Six horses have died from catastrophic breakdowns at Del Mar during a 10-day span that includes the first week of racing. Three occurred during morning training on Polytrack, two happened during races on Polytrack, and one was in a turf race.
The fatalities came from six different barns. Mad for Plaid, a maiden claimer trained by Peter Miller, fractured her left front sesamoids during training July 19, three days before the meet began. Mi Rey, from the Doug O’Neill barn, suffered a compound fracture of his right front fetlock when he went down in a $10,000 claiming race on opening day. Jockey Rafael Bejarano suffered facial fractures when struck by another horse.
Peanut Ridge, a 2-year-old trained by Chris Hartman, worked a half-mile July 23 on Polytrack in :48.80. The colt, who finished seventh at Lone Star June 12 in his only start for trainer John Tally, injured his right front leg during the work, walked back to his barn, but had to be euthanized the following day.
I Want My Money, trained by Jeff Mullins, broke down in the left front nearing the wire of a starter allowance race July 24. Trainer Mike Mitchell lost Insider when the gelding suffered a compound fracture of his left rear in a starter allowance race on the turf July 26. The sixth incident occurred when $25,000 claimer Maggie and Hopie, trained by Jack Carava, broke down in her left front leg during a work on the main track July 28.
Maggie and Hopie threw exercise rider Jorge Sota. Carava said Sota suffered two broken ribs and a broken vertebra and remains in the hospital. He did not have to undergo surgery, and Carava said the rider is expected to fully recover.

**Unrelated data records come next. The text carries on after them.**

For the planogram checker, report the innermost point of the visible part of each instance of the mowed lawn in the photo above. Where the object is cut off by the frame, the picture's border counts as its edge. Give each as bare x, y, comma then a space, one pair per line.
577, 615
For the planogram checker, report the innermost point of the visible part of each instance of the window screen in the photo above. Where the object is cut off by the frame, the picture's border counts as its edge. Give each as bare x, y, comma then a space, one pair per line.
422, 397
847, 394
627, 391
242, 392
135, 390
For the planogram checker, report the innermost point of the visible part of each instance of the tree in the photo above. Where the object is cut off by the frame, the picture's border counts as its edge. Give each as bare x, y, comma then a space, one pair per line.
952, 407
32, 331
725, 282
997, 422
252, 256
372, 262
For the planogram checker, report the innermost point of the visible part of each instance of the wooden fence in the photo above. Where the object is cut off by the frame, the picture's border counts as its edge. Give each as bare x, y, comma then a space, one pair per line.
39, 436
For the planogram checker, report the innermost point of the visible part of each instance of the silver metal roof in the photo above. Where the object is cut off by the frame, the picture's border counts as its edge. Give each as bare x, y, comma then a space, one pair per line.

"We came down about a week before the meet started, and everything was fine," said Carava. "I worked about 17 horses before the meet, and it was good. Since the races started, horses haven’t been coming back as good."
Dr. Rick Arthur, the equine medical director for the California Horse Racing Board, said while there are not yet studies to scientifically prove it, breakdowns will often cluster at the beginning of a meet because of a change in racetrack surface. Southern California has three different synthetic main tracks. Del Mar has Polytrack, Santa Anita has Pro-Ride, and Hollywood Park (whose meet closed July 19) has Cushion Track. The Cushion Track this year has been playing more like a traditional dirt surface.
"I hate to be anthropomorphic, but think about if you were jogging on the side of the road and then you started jogging on the sand or the beach," Arthur said. "Apparently, you are putting different stresses on different structures when you change surfaces."
Arthur noted that in 2006, the last year Del Mar had a dirt surface, during the first week of the meet there were five racing fatalities on the main track, one on the turf during a race, and one on the turf during training.
"There were three fatalities on the main track for the entire rest of the meet and one on the turf," Arthur said. "The rest during that time were training fatalities."
Altogether, Del Mar had 18 fatalities during the 2006 meet, one of the factors that led to the CHRB mandate that major California tracks install synthetic surfaces.
"In the 1980s, the HBPA (Horsemen’s Benevolent and Protective Association) funded a survey that had good data," said Arthur. "It showed that the first two weeks of meets were when most fatalities occurred. That was back when the Southern California dirt tracks were very different from each other. The way I interpret the data, horses had to adjust to the new track. That was never confirmed. It is simply a hypothesis."
Del Mar also historically has a high number of horses working on its track daily during the meeting because the off-site stabling is located 100 miles north at either Santa Anita or Hollywood. Over the opening weekend of July 25-26, 195 horses worked on the main track on Saturday and 204 worked over the surface on Sunday.
Craig Fravel, Del Mar’s executive vice president, said Del Mar re-graded its surface since last year. He said they tested the track before the meet to ensure that the Polytrack ingredients, such as the wax, were the same as the previous year.
"We are closely approximating the maintenance procedures we had last year," Fravel said. "We think the track is in fine shape."
This is the third season that Del Mar is racing over Polytrack. In the first year, 2007, some horsemen criticized the surface for being inconsistent from morning to afternoon and suggested that the track needed more water. Times were also slow. The fatality rate during the meet was eight on the main track—two in races and six during training.
For 2008, Del Mar used more water and purified it through a reverse-osmosis process. That appeared to help with the consistency from morning to afternoon, and times were somewhat faster. Eleven fatalities occurred on the main track during the meet—six during races and five during training.